ビブリオバトルのルール」に関するテキストは、○年○月○日のものに準拠してます」とあとがきで注記として明記する

 まあ実は山本弘のこのシリーズは、今より少し前(2014年)の話なので、現在の公式のルールがどうであろうと特に問題はないのです。
 ただ、そうするとたとえば、「2014年9月6日」の天気・気温が気になるわけです。
 小説『BISビブリオバトル部 君の知らない方程式』の、ネットのテキストの中ではこう書かれています。

『九月の太陽の下、緑の芝生に覆われ、抽象的な銀色のモニュメントがそそり立つ広い敷地を、俺たちは黙々と横切って行った。すでに季節は秋だが、空気にはまだ夏の熱気がかすかに漂っている。』

 当日の天気と温度に関しては、tenki.jpのサイトでは以下のように書かれています。

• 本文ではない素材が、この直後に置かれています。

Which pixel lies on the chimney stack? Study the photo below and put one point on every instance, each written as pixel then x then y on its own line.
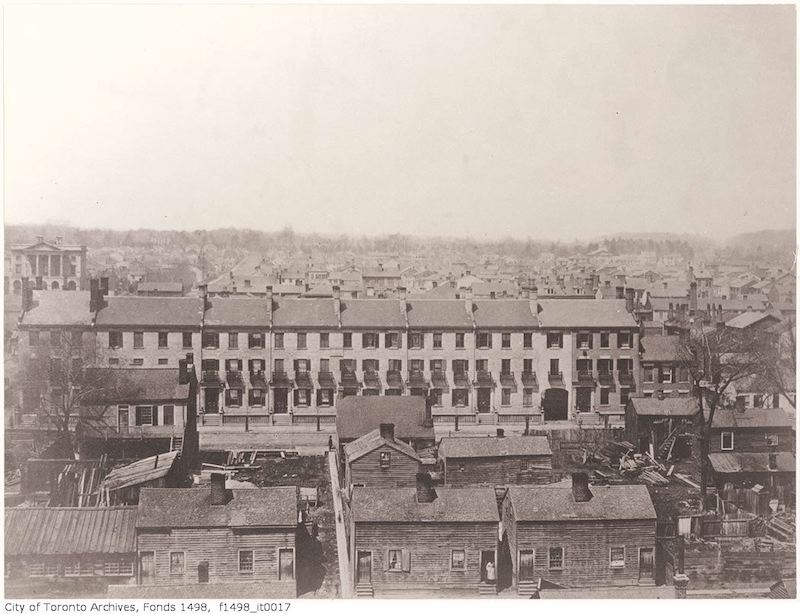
pixel 219 495
pixel 387 431
pixel 580 488
pixel 426 493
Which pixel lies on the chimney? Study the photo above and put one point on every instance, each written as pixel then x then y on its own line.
pixel 387 431
pixel 773 461
pixel 580 488
pixel 426 493
pixel 219 496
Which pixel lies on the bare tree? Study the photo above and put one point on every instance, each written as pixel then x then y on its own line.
pixel 717 357
pixel 68 389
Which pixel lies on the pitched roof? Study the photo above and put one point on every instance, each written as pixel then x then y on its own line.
pixel 372 441
pixel 304 313
pixel 356 416
pixel 191 507
pixel 752 418
pixel 504 313
pixel 139 384
pixel 750 462
pixel 141 471
pixel 661 348
pixel 59 308
pixel 566 313
pixel 400 505
pixel 489 447
pixel 442 314
pixel 668 406
pixel 149 311
pixel 66 530
pixel 237 311
pixel 373 313
pixel 555 503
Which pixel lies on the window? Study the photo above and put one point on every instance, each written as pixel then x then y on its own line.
pixel 555 340
pixel 527 397
pixel 726 440
pixel 169 415
pixel 177 562
pixel 115 339
pixel 616 557
pixel 245 561
pixel 458 560
pixel 555 559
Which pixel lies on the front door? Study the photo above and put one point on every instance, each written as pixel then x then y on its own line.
pixel 147 567
pixel 281 400
pixel 646 564
pixel 364 569
pixel 484 400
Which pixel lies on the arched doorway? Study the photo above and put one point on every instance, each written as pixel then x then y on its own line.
pixel 555 404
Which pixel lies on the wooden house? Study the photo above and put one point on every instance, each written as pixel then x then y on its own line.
pixel 68 550
pixel 378 459
pixel 422 540
pixel 218 536
pixel 573 536
pixel 493 461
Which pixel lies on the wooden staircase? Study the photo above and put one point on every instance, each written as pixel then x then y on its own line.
pixel 364 590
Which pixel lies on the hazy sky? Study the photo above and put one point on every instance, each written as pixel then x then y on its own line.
pixel 550 122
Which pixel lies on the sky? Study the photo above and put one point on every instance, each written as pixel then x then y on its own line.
pixel 483 121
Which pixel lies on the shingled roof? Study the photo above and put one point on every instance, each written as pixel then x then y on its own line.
pixel 568 313
pixel 32 531
pixel 555 503
pixel 401 505
pixel 491 447
pixel 191 507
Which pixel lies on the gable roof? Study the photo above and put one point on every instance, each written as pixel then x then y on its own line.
pixel 371 442
pixel 31 531
pixel 192 508
pixel 668 406
pixel 567 313
pixel 400 505
pixel 491 447
pixel 149 311
pixel 555 503
pixel 357 415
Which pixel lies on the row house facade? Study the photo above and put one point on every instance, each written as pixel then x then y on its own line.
pixel 272 359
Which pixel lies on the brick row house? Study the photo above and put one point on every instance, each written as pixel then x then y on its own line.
pixel 273 360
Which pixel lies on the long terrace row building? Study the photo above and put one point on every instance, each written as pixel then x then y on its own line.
pixel 279 360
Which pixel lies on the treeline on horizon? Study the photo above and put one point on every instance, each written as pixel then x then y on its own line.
pixel 774 246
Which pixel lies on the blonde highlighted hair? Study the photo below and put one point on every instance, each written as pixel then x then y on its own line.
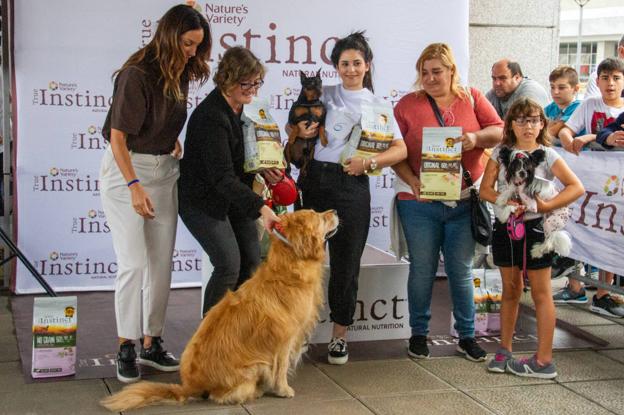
pixel 237 64
pixel 444 54
pixel 164 53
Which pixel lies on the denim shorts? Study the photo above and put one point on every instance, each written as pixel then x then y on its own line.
pixel 509 253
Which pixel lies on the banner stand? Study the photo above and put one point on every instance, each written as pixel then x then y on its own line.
pixel 15 252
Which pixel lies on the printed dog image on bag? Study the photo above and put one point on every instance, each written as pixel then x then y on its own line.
pixel 261 137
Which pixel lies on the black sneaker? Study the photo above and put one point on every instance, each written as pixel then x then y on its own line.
pixel 563 267
pixel 418 347
pixel 469 347
pixel 158 358
pixel 127 370
pixel 337 351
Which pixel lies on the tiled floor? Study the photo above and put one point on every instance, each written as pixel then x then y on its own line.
pixel 591 381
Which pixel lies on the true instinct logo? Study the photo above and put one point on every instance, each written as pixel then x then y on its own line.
pixel 392 310
pixel 69 263
pixel 287 48
pixel 385 180
pixel 94 222
pixel 186 260
pixel 220 14
pixel 379 218
pixel 65 180
pixel 60 94
pixel 89 139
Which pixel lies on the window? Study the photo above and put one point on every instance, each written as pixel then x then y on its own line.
pixel 567 56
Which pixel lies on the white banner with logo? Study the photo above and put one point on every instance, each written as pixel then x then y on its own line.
pixel 66 51
pixel 597 222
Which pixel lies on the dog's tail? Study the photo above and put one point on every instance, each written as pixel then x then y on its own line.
pixel 146 393
pixel 558 241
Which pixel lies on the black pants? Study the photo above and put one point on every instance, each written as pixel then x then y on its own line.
pixel 327 187
pixel 232 246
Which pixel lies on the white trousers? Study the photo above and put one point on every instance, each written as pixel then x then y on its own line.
pixel 143 247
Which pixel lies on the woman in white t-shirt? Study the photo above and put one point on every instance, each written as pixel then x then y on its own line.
pixel 329 185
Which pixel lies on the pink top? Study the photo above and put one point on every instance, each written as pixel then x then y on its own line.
pixel 413 112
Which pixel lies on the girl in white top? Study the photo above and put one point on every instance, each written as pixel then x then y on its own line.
pixel 329 185
pixel 525 130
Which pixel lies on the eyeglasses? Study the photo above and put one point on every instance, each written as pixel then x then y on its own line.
pixel 533 121
pixel 245 86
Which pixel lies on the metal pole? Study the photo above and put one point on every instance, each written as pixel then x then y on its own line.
pixel 581 4
pixel 6 133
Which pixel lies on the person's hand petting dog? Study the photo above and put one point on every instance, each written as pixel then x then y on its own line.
pixel 468 140
pixel 616 139
pixel 272 175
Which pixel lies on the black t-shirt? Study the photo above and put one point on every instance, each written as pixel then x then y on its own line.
pixel 140 109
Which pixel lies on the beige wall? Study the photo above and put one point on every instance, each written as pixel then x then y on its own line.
pixel 525 31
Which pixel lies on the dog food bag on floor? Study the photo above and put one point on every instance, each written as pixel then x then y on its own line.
pixel 261 137
pixel 54 336
pixel 372 136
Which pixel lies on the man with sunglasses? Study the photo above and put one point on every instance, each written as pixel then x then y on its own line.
pixel 508 84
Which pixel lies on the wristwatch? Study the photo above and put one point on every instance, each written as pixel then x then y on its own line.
pixel 373 165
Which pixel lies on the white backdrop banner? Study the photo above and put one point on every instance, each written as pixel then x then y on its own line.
pixel 64 88
pixel 597 222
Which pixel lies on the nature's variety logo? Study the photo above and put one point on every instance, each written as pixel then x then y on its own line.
pixel 68 94
pixel 59 179
pixel 89 139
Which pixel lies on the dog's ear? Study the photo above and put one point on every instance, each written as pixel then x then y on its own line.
pixel 538 156
pixel 505 156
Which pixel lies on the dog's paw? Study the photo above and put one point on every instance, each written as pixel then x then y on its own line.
pixel 285 392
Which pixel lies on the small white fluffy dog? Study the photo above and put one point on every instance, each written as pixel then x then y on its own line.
pixel 519 168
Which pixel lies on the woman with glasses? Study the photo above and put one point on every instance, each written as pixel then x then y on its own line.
pixel 434 226
pixel 217 203
pixel 138 179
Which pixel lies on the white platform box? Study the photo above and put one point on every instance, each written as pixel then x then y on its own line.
pixel 381 311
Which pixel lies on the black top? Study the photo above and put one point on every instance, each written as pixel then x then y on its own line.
pixel 140 109
pixel 212 178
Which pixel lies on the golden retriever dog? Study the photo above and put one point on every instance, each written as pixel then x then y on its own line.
pixel 247 343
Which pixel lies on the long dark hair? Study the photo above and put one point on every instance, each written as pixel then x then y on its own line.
pixel 356 41
pixel 165 51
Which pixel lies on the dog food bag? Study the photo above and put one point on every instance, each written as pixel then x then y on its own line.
pixel 263 146
pixel 440 170
pixel 372 136
pixel 54 336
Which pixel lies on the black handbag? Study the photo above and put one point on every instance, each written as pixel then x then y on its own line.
pixel 480 219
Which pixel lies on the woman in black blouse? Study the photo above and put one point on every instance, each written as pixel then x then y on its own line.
pixel 138 178
pixel 217 203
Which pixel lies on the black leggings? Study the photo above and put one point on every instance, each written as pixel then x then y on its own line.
pixel 326 186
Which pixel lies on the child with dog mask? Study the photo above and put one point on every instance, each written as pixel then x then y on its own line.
pixel 526 135
pixel 329 185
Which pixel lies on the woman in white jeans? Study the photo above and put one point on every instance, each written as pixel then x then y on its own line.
pixel 138 179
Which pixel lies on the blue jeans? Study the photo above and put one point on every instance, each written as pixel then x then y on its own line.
pixel 429 228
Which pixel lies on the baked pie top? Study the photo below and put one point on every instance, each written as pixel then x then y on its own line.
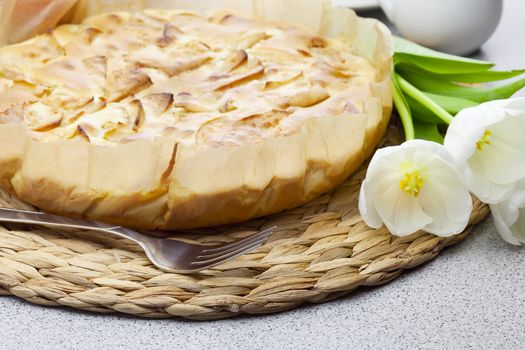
pixel 219 81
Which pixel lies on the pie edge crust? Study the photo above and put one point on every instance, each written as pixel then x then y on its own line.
pixel 180 188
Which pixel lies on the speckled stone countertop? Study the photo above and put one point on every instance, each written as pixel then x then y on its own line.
pixel 471 296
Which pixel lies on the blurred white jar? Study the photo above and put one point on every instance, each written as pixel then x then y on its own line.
pixel 455 26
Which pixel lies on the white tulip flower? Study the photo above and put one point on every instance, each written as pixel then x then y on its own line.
pixel 488 146
pixel 509 215
pixel 415 186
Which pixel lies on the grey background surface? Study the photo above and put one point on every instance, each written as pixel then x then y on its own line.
pixel 471 296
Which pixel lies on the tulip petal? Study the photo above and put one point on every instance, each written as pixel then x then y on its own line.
pixel 448 203
pixel 480 185
pixel 504 158
pixel 518 228
pixel 367 208
pixel 401 213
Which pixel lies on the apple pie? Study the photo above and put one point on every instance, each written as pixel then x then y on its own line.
pixel 168 119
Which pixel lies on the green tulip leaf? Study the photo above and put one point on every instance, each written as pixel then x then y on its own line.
pixel 469 77
pixel 477 94
pixel 420 112
pixel 427 131
pixel 402 108
pixel 451 104
pixel 433 61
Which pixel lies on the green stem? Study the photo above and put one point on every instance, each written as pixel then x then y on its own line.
pixel 402 109
pixel 426 101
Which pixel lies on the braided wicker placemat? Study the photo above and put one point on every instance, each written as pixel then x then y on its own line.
pixel 320 251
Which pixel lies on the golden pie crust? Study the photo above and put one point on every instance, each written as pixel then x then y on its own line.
pixel 169 119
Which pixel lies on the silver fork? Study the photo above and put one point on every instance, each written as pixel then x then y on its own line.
pixel 167 254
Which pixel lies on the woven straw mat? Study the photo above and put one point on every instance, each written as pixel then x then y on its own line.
pixel 320 251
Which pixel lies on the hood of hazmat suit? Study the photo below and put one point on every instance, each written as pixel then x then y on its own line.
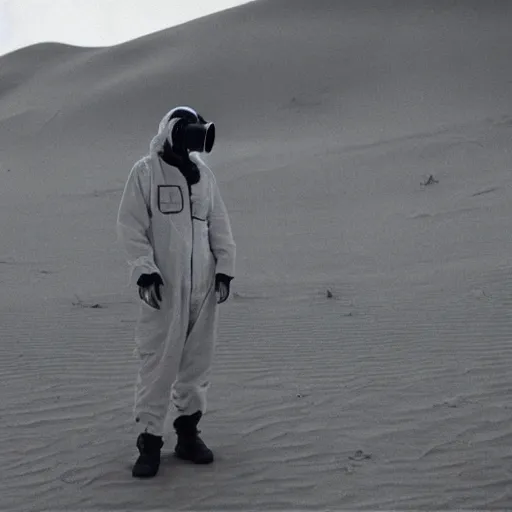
pixel 183 233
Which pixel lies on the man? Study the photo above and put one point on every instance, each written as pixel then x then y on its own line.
pixel 176 232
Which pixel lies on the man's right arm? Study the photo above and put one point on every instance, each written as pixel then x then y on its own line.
pixel 133 223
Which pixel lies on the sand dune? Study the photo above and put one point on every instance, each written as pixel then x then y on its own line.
pixel 364 358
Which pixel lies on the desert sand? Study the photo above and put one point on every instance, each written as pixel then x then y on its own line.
pixel 364 359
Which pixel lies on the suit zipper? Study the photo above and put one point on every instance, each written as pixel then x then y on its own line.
pixel 192 248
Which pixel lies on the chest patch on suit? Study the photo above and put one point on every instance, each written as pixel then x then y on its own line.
pixel 170 199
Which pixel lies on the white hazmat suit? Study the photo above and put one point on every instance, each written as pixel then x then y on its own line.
pixel 182 233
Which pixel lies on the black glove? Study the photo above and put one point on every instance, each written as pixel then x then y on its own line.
pixel 149 289
pixel 222 287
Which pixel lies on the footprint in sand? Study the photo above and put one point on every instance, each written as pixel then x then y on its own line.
pixel 359 456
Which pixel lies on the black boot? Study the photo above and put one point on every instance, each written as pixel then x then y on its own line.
pixel 148 462
pixel 190 446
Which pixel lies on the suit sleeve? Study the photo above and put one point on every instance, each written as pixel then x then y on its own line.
pixel 221 237
pixel 133 223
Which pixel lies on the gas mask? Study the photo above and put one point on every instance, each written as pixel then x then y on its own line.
pixel 188 131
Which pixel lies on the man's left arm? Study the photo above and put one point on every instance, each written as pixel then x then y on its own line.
pixel 221 237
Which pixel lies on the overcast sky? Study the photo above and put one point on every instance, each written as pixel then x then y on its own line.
pixel 94 22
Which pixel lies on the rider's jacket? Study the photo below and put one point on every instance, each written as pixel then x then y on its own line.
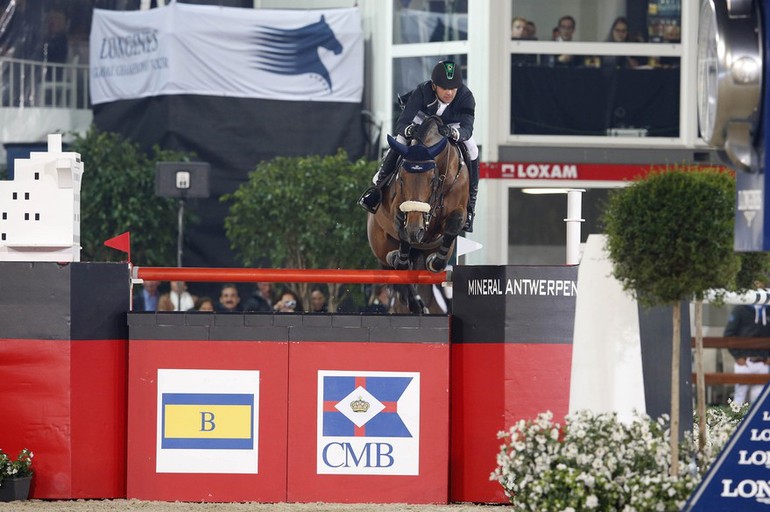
pixel 423 100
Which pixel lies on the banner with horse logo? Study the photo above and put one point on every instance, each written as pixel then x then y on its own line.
pixel 308 55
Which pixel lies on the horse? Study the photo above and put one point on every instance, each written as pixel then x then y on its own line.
pixel 423 209
pixel 295 51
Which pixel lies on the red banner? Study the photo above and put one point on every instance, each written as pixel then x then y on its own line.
pixel 564 171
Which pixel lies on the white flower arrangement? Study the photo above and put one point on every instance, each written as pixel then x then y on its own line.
pixel 597 462
pixel 15 468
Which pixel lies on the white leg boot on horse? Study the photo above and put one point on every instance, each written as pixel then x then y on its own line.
pixel 473 190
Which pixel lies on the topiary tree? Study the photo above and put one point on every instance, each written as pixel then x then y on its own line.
pixel 299 212
pixel 670 238
pixel 118 195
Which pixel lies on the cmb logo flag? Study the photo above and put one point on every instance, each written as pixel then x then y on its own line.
pixel 368 423
pixel 740 477
pixel 207 421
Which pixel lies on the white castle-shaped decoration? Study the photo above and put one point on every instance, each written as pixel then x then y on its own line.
pixel 40 207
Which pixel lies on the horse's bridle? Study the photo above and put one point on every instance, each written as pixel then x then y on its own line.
pixel 435 200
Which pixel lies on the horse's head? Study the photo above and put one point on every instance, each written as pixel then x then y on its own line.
pixel 417 185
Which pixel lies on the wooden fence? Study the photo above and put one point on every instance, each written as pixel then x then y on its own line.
pixel 734 342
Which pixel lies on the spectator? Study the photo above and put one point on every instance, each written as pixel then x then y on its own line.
pixel 288 303
pixel 566 29
pixel 379 302
pixel 749 321
pixel 204 304
pixel 147 298
pixel 618 34
pixel 178 299
pixel 229 299
pixel 519 31
pixel 261 300
pixel 318 302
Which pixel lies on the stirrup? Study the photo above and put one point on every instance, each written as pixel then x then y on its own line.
pixel 468 227
pixel 370 200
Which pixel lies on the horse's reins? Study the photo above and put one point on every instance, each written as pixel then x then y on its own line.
pixel 436 199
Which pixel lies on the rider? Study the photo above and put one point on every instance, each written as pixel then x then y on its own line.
pixel 445 95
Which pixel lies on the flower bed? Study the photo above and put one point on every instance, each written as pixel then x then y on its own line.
pixel 597 462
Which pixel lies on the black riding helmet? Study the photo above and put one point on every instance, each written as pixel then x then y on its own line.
pixel 447 74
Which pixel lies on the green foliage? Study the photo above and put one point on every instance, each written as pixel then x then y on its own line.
pixel 19 467
pixel 300 212
pixel 598 461
pixel 118 195
pixel 670 235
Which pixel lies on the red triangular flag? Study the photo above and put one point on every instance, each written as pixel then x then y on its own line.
pixel 122 243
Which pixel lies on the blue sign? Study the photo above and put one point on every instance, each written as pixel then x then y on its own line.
pixel 740 477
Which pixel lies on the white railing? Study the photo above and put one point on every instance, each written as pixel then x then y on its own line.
pixel 27 83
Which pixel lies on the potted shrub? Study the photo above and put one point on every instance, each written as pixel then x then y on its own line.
pixel 15 475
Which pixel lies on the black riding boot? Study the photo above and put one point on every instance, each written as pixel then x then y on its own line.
pixel 370 200
pixel 473 189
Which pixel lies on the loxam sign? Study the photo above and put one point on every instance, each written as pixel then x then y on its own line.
pixel 564 171
pixel 740 477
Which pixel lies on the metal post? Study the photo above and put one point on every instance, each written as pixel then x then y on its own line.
pixel 180 234
pixel 573 220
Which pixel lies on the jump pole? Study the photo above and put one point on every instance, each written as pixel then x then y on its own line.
pixel 286 275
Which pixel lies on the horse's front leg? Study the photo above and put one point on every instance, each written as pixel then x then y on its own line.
pixel 399 259
pixel 437 261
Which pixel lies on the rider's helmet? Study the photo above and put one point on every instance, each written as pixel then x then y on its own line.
pixel 447 74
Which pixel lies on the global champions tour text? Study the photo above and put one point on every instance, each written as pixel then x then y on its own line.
pixel 544 287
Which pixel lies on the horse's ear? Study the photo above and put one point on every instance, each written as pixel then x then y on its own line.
pixel 399 148
pixel 437 148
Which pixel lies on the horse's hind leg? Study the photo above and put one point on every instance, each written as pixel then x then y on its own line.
pixel 437 261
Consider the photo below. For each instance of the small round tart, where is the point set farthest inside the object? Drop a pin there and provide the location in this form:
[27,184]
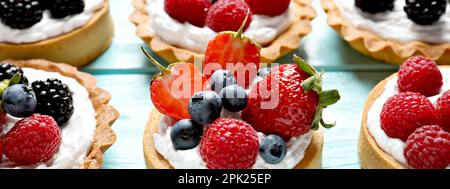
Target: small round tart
[78,47]
[105,115]
[311,160]
[280,46]
[381,48]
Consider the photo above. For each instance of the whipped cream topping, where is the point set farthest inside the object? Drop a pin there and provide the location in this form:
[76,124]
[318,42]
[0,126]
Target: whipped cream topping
[49,27]
[395,24]
[394,146]
[263,29]
[76,134]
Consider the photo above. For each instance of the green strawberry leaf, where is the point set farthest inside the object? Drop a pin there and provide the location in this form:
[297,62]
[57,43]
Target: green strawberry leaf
[329,97]
[304,66]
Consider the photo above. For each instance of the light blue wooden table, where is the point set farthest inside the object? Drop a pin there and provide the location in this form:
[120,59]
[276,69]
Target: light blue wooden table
[124,72]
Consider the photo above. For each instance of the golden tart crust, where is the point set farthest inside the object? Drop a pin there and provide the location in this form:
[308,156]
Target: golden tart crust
[370,44]
[106,115]
[282,45]
[154,160]
[77,48]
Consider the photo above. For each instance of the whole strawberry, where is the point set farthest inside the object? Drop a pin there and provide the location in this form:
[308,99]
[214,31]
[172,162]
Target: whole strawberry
[421,75]
[428,148]
[192,11]
[402,114]
[289,101]
[268,7]
[32,140]
[229,144]
[228,15]
[443,111]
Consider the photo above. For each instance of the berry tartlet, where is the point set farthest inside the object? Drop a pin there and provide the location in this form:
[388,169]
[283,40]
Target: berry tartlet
[179,30]
[405,122]
[70,31]
[236,113]
[393,30]
[52,117]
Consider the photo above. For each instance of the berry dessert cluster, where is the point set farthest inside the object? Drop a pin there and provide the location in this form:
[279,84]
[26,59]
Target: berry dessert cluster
[222,15]
[236,111]
[23,14]
[38,109]
[422,12]
[413,118]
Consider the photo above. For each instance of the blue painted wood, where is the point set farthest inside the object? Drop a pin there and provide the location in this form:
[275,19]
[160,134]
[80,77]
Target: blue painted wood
[124,72]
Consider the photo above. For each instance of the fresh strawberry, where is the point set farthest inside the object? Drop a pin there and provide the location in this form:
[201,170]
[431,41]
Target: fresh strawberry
[268,7]
[420,75]
[192,11]
[229,144]
[234,52]
[32,140]
[228,15]
[443,111]
[172,89]
[289,101]
[428,148]
[402,114]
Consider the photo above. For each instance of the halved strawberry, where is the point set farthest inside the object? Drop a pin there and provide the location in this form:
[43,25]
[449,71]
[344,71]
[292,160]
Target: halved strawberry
[172,88]
[234,52]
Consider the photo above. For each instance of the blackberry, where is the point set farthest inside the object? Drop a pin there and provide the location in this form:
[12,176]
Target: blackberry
[63,8]
[20,14]
[9,70]
[54,99]
[425,12]
[375,6]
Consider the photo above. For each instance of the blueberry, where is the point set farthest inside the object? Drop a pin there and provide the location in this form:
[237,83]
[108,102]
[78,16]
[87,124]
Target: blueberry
[205,107]
[263,72]
[272,149]
[185,134]
[19,101]
[220,79]
[234,98]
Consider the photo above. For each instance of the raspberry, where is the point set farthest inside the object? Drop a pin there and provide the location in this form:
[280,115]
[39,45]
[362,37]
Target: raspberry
[268,7]
[425,12]
[421,75]
[428,148]
[228,15]
[402,114]
[443,111]
[192,11]
[229,144]
[32,140]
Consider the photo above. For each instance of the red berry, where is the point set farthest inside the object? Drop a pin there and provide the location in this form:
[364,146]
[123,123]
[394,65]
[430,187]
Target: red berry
[428,148]
[268,7]
[228,15]
[443,111]
[229,144]
[192,11]
[402,114]
[279,105]
[420,75]
[33,140]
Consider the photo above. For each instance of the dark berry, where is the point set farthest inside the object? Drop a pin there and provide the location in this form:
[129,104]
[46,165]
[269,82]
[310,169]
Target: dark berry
[234,98]
[185,134]
[272,149]
[220,79]
[54,99]
[425,12]
[19,101]
[7,71]
[205,107]
[63,8]
[375,6]
[20,14]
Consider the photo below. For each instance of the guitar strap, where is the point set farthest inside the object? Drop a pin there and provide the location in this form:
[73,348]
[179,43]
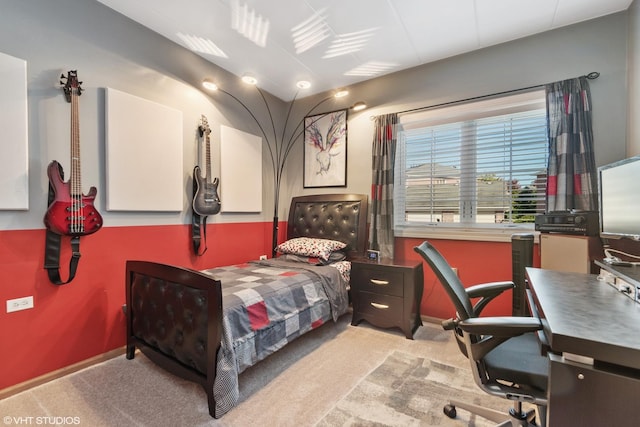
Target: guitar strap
[198,225]
[52,248]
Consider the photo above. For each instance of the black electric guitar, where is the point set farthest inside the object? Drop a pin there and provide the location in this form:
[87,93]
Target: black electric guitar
[71,213]
[205,199]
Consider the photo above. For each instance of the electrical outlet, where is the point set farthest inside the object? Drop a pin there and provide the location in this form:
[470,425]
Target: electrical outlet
[19,304]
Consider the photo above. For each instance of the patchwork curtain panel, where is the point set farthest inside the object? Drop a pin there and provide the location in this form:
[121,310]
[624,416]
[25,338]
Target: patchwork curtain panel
[572,179]
[381,237]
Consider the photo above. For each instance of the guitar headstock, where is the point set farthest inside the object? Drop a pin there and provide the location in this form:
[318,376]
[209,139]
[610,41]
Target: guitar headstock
[70,83]
[203,128]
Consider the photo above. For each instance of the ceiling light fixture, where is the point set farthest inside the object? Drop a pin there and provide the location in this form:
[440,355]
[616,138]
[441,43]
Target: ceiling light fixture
[250,80]
[340,93]
[209,84]
[358,106]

『九州から関東に前線が延び、広く大気の状態が不安定に。九州から近畿は昼過ぎから雨雲が発達。滋賀県甲賀市付近で約100ミリの記録的短時間大雨。東海と関東も夕方から所々で激しい雨。真夏日地点は308と2週間ぶりに300地点超え。東京都心は6日朝にかけて久々に熱帯夜。』『最高気温31.1℃ 最低気温26.1℃』

 このことから考えると、登場人物たちは、「はっきりしない天気の下」「空気には昨夜の熱帯夜の余韻が残っている」みたいな感じなんでしょうが…そんなの気にするのは東京創元社の校正・校閲者とぼくぐらいなものです。